Kirstie Marshall’s record of 17 World Cup wins in aerial freestyle skiing still stands as a benchmark -equalled in skiing history only by Canada’s Marie Claud Asselin.
Despite a career interrupted by 12 knee operations, Marshall became Australia’s first winner of a world championship skiing title, collected 42 World Cup medals, set records for the highest number of points scored in individual competitions and took aerial skiing to new heights, becoming the first woman to achieve a triple-twisting double somersault in competition.
Since retirement she has served her sport as a Board Member of the Olympic Winter Institute.
Kirstie Marshall burst onto the aerial skiing scene. Within two years of taking up the sport she won both her home-state Victorian title (1987) and was runner up in the national championship. The following year she was voted Australian skier of the year after winning the national championships and in 1989/90, in her first season on the international circuit, won her first Word Cup medal.
Her progress thereafter was dramatic. She finished third on points in the 1990 World Cup season, second in 1991 and became world aerial skiing champion in 1992.
Aerial skiing is ferociously demanding on legs and knees and in 1993 Marshall was sidelined with the first of 12 knee operations that were to punctuate her career. She returned to skiing for the 1994 Winter Olympics in Lillehammer, but after qualifying first place, was again hampered by a suspect knee in the final and finished sixth. The following year she finished third in the aerials at the World Freestyle Championship at La Clusaz, France.
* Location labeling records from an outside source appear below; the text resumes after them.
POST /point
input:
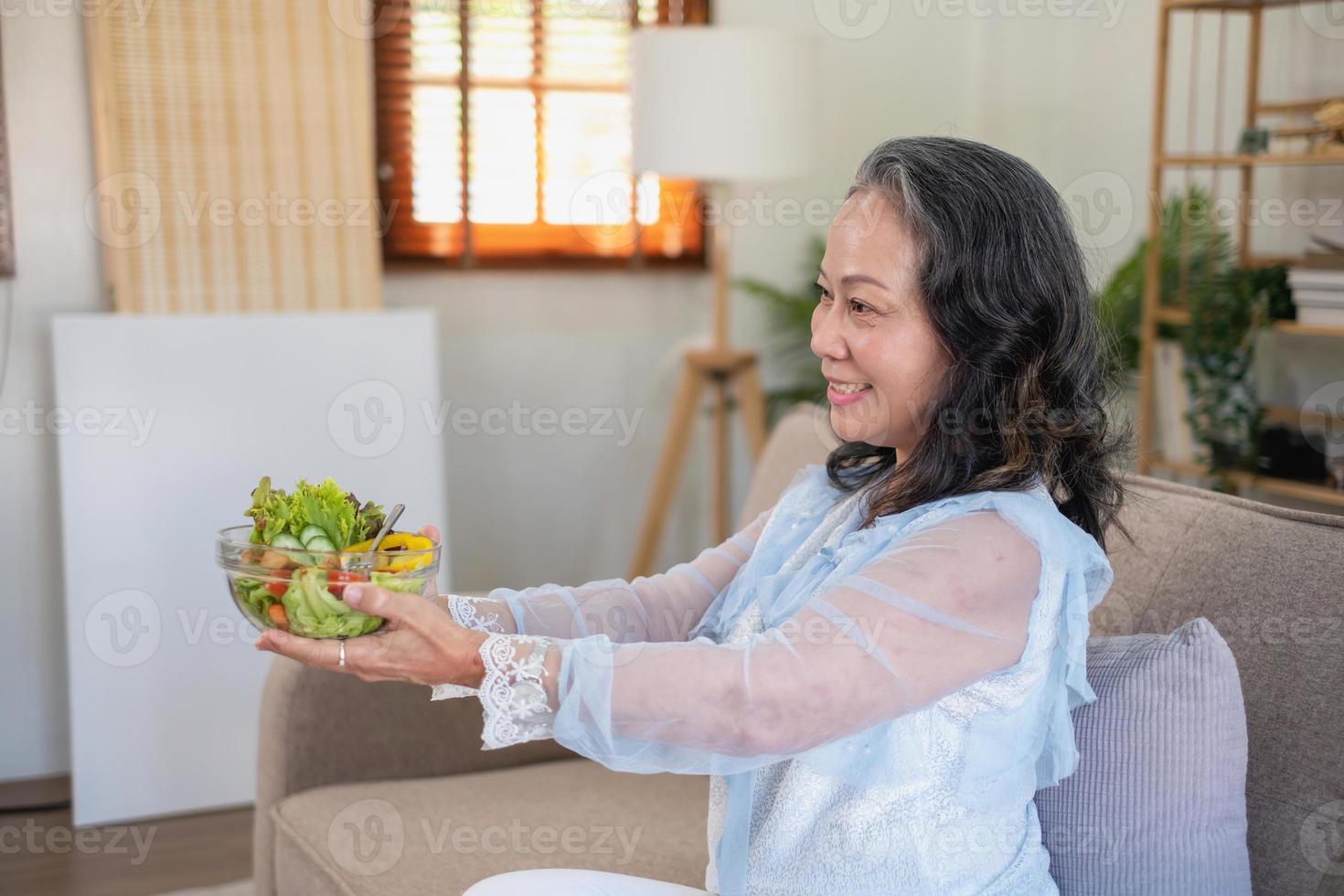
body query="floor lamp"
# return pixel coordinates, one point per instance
(717, 105)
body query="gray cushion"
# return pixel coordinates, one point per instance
(1158, 801)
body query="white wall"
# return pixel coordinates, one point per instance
(51, 172)
(1070, 94)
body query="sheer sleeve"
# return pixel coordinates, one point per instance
(926, 615)
(660, 607)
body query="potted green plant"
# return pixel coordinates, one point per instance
(789, 341)
(1220, 346)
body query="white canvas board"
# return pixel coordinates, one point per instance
(167, 423)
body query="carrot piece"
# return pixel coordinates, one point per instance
(277, 615)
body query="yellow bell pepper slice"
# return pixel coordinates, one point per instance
(417, 544)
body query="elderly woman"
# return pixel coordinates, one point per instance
(878, 672)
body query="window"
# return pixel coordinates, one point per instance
(504, 134)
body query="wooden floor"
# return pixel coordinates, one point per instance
(137, 859)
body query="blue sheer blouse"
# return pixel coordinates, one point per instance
(875, 707)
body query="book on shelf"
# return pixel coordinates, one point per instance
(1320, 316)
(1318, 297)
(1171, 402)
(1323, 280)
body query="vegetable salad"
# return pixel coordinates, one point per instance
(303, 544)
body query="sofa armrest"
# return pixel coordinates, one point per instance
(323, 727)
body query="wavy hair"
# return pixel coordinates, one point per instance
(1004, 285)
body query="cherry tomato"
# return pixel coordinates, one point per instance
(337, 579)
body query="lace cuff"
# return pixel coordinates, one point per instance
(464, 614)
(514, 689)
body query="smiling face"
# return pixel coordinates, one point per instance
(869, 328)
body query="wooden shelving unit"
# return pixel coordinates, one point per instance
(1156, 312)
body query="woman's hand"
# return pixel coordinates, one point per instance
(420, 643)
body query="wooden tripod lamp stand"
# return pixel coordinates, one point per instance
(717, 105)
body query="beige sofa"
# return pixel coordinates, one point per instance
(372, 789)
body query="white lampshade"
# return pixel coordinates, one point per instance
(722, 103)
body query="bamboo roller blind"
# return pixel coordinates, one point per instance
(234, 146)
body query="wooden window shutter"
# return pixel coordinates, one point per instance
(504, 136)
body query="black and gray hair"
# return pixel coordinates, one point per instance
(1004, 286)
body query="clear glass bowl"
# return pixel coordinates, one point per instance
(300, 592)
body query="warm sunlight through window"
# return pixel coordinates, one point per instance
(535, 125)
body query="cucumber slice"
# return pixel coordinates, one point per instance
(311, 532)
(296, 547)
(320, 543)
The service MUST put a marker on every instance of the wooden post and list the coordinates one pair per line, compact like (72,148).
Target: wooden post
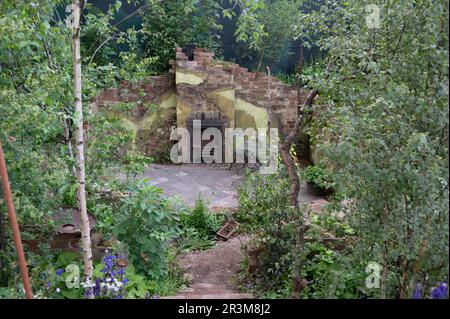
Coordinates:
(14,225)
(84,227)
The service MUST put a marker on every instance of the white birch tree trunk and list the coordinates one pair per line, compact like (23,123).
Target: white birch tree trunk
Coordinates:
(85,228)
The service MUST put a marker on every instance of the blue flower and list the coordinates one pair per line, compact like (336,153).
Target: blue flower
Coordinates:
(440,292)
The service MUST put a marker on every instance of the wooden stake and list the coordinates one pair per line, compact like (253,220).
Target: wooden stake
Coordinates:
(14,225)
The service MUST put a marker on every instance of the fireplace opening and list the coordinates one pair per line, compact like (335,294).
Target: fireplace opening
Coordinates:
(198,154)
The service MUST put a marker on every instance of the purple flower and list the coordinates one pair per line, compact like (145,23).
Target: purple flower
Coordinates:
(440,291)
(417,294)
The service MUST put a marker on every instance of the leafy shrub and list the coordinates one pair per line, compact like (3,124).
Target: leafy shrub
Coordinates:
(146,223)
(198,227)
(317,175)
(265,213)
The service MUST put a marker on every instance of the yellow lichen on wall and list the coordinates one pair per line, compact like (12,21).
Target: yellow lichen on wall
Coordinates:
(169,101)
(183,112)
(259,114)
(189,78)
(224,99)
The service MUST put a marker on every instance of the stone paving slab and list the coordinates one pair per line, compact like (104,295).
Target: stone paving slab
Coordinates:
(215,183)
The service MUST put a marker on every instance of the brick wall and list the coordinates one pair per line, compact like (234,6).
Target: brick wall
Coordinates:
(151,126)
(255,88)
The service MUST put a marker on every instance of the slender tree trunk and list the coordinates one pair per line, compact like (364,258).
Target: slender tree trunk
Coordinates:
(258,68)
(85,229)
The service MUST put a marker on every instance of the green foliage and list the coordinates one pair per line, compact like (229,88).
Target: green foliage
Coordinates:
(198,227)
(265,213)
(385,131)
(171,24)
(259,196)
(146,224)
(317,175)
(266,28)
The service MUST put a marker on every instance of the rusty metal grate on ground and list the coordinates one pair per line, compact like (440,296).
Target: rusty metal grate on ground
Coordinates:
(228,229)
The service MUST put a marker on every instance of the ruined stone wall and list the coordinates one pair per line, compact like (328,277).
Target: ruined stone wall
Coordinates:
(221,94)
(153,111)
(225,91)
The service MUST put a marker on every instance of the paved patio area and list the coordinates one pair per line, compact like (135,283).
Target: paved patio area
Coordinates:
(215,183)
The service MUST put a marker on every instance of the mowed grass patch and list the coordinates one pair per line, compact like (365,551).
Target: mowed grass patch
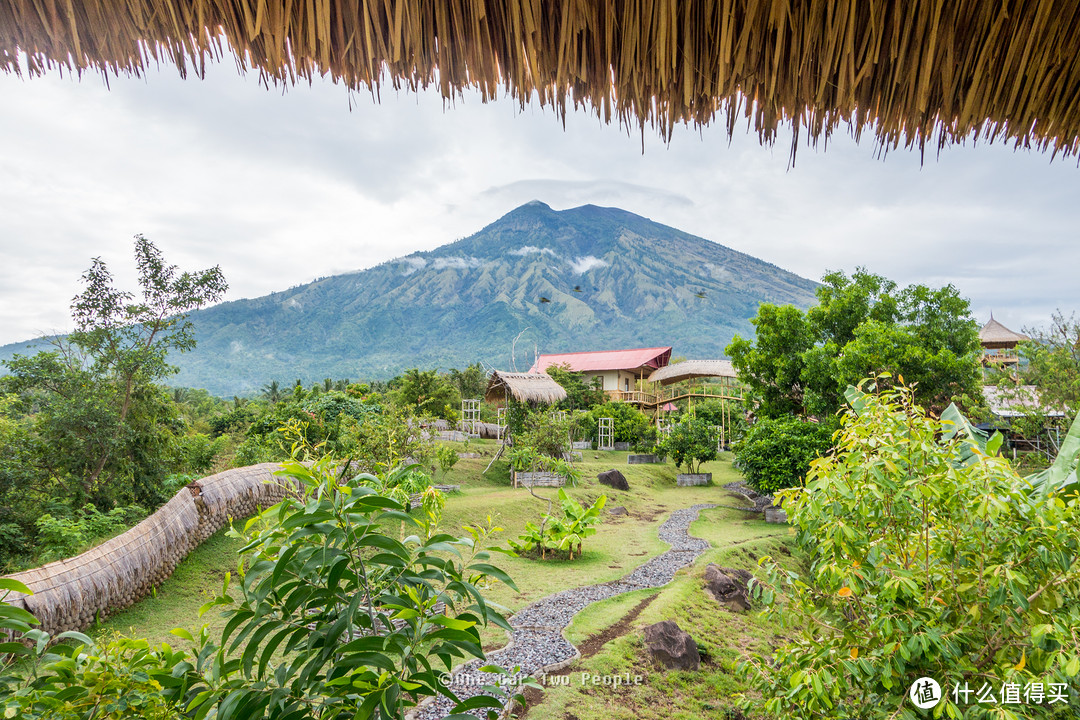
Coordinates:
(724,637)
(620,544)
(197,580)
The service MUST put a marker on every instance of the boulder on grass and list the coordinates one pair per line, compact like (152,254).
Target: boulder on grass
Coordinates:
(670,646)
(613,478)
(729,586)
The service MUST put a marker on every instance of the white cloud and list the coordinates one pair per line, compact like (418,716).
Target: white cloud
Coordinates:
(413,265)
(532,249)
(283,188)
(456,263)
(588,262)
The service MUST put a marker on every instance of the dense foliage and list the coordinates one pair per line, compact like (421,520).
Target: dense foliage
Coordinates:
(929,557)
(800,363)
(690,443)
(88,422)
(332,615)
(774,454)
Two years later, in 1997, she finally put her stamp indelibly on the sort, talking out the title at the World Championships in Nagano — the first Australian to hold a world title in any winter sport -and setting a new world points record for the event.
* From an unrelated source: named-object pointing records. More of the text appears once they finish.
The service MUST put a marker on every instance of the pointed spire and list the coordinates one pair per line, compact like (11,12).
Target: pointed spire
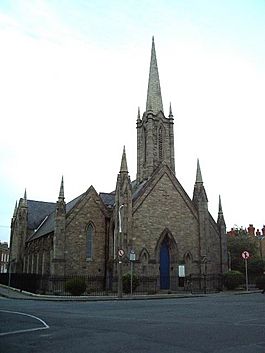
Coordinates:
(15,210)
(124,167)
(198,173)
(61,193)
(170,111)
(154,98)
(220,209)
(220,218)
(24,200)
(138,114)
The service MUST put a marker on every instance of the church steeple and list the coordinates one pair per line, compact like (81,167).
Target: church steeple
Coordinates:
(124,167)
(198,173)
(154,97)
(155,133)
(220,218)
(199,193)
(61,193)
(24,200)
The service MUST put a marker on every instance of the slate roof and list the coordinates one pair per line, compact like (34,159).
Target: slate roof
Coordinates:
(41,214)
(37,211)
(41,217)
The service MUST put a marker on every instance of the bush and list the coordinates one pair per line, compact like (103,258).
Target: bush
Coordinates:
(260,282)
(233,279)
(76,286)
(126,282)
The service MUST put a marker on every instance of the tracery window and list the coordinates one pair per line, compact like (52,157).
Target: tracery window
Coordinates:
(89,241)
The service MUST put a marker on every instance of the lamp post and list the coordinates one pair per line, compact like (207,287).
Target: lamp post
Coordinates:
(119,255)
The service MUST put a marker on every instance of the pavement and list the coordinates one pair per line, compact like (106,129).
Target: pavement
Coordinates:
(13,293)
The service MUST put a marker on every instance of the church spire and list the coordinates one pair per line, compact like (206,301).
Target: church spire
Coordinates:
(170,111)
(124,167)
(61,193)
(220,218)
(220,211)
(138,115)
(198,173)
(24,200)
(154,98)
(15,210)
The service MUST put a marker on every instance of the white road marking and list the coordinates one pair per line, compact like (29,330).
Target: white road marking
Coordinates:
(44,327)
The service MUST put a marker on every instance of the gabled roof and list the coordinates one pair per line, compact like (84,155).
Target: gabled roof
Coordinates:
(107,198)
(37,211)
(146,187)
(42,214)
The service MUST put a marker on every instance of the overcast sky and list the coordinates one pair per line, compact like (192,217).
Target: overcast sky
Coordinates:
(73,73)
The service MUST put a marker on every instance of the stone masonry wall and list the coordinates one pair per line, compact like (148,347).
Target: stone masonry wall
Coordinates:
(164,207)
(89,210)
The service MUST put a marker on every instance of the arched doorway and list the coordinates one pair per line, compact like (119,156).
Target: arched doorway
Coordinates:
(164,265)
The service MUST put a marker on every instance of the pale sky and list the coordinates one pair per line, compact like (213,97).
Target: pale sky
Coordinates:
(73,73)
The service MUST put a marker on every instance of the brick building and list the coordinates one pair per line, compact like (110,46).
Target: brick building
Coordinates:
(4,257)
(152,215)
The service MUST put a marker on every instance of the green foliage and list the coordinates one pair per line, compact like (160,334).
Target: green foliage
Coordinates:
(256,267)
(126,282)
(260,282)
(76,286)
(236,245)
(233,279)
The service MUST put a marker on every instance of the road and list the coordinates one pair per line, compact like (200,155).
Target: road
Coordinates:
(214,324)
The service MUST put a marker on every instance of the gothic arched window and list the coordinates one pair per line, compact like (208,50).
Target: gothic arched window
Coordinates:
(89,241)
(160,143)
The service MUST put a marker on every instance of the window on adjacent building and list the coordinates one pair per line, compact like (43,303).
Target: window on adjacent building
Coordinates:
(89,242)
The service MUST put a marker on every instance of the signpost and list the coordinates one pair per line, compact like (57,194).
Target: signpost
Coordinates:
(132,258)
(245,255)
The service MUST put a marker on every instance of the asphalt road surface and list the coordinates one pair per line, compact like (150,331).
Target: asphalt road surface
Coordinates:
(214,324)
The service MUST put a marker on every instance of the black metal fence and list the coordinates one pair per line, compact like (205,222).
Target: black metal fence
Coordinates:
(102,285)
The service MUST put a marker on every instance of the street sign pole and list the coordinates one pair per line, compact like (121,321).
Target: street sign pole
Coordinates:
(246,270)
(132,259)
(131,275)
(245,255)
A year later she notched her 17th World Cup victory, equalling the record of Canada’s Marie Claud Asselin for the greatest number of World Cup victories in a career.
A career-ending injury at training the following year ended her chances of taking the record outright, but the path she had blazed and her help in mentoring a new generation of young Australian skiers has seen Australia emerge as a genuine force in aerial skiing, as evidenced by the World Cup success of Jacqui Cooper and the Olympic success of Alisa Camplin.